La Verne was named to the state’s 2026 Fire Risk Reduction Community List, released by the California Board of Forestry and Fire Protection on July 7, 2026. That list, mandated under Public Resources Code 4290.1, recognizes local agencies within State Responsibility Areas or Very High Fire Hazard Severity Zones that meet the state’s fire-planning standards; California law requires insurers to factor the designation into wildfire-related premiums for covered properties. It doesn’t mean La Verne carries zero wildfire exposure.

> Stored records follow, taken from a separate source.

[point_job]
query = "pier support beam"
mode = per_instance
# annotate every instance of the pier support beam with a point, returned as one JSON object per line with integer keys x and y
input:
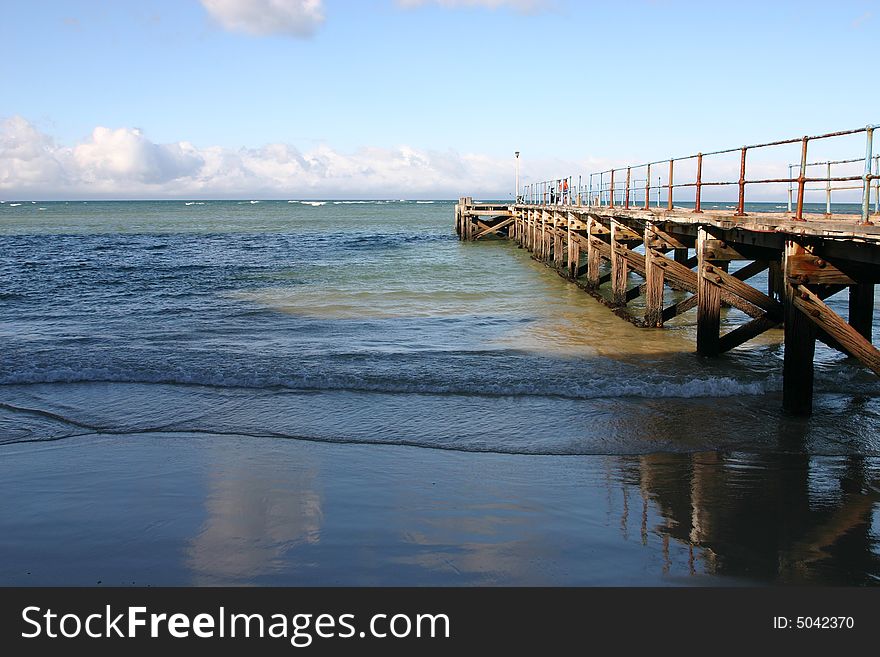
{"x": 654, "y": 279}
{"x": 619, "y": 269}
{"x": 708, "y": 300}
{"x": 861, "y": 308}
{"x": 574, "y": 248}
{"x": 593, "y": 255}
{"x": 800, "y": 346}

The city’s north foothill edge borders wildland, and any offer on a hillside property should include a check of the parcel’s specific Fire Hazard Severity Zone designation through Cal Fire’s mapping tool before waiving a contingency.

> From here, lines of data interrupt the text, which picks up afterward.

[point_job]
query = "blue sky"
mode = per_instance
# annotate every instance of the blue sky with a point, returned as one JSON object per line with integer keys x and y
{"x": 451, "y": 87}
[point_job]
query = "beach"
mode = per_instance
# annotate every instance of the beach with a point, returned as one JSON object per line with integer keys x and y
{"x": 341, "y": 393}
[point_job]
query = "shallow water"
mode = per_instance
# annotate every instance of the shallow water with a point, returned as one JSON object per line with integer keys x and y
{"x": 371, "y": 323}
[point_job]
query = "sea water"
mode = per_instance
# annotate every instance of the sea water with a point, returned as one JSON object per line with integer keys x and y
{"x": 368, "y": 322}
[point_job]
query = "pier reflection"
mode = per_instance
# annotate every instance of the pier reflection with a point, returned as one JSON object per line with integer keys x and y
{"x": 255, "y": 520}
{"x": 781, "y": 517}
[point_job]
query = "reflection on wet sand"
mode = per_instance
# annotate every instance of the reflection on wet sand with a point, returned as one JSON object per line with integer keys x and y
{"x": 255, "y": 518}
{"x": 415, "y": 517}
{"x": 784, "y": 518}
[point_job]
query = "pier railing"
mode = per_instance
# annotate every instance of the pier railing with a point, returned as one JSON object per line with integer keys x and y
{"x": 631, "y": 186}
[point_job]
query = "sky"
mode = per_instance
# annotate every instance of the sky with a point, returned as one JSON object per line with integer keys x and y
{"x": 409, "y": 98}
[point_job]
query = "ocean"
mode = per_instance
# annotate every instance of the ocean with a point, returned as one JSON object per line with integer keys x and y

On crime, FBI Uniform Crime Reporting data for the 2024 calendar year, released in September 2025, puts La Verne’s violent crime rate at 190 per 100,000 residents, 48.7% below the national rate. Property crime runs the other direction: 2,209 per 100,000 residents, 13% above the national rate.
Is La Verne at real wildfire risk, or is that overstated? The city holds a 2026 state Fire Risk Reduction Community designation, which recognizes fire-planning compliance rather than the absence of risk. Hillside parcels near the north foothill edge still warrant an individual Fire Hazard Severity Zone check.
For Investors: Rents and Yield

| Unit type | Avg. monthly rent | Annualized | Approx. gross yield |
|---|---|---|---|
| 1 bedroom (710 sq ft) | $2,263 | $27,156 | 2.8% |
| 2 bedroom (972 sq ft) | $2,506 | $30,072 | 3.1% |
| 3 bedroom (1,225 sq ft) | $3,186 | $38,232 | 4.0% |
Rent data is from RentCafe’s Yardi Matrix-sourced March 2026 update, measured against the $956,268 ZIP median. A 2.8% to 4.0% gross yield range, before taxes, insurance, HOA, or vacancy, is an appreciation-market number: investors used to 6% to 8% gross yields in Inland Empire or Central Valley markets will find La Verne priced for equity growth and school-district demand over rent-to-price ratio. The manufactured-home segment changes this math for owner-occupants far more than for landlords, since land-lease parks typically restrict subletting.
Does La Verne make sense as a rental investment on current numbers? At a 2.8% to 4.0% gross yield before expenses, it’s priced for appreciation, not cash flow; an investor targeting rental income alone will find better ratios elsewhere in the region.
Old Town, Dining, and Daily Life

Old Town La Verne, anchored by the University of La Verne, holds the city’s walkable commercial strip: a handful of long-running restaurants, a coffee shop scene, and monthly street events. It’s a genuine amenity, not the deciding factor in a purchase decision.
Getting Started

Before writing an offer, confirm three things a portal search won’t surface on its own: the assigned elementary school by exact address; whether the specific parcel sits in a mapped Fire Hazard Severity Zone; and, for anything in a gated or newer-built community, the HOA/Mello-Roos question raised above. A local agent or a title company can confirm all three before contingencies expire.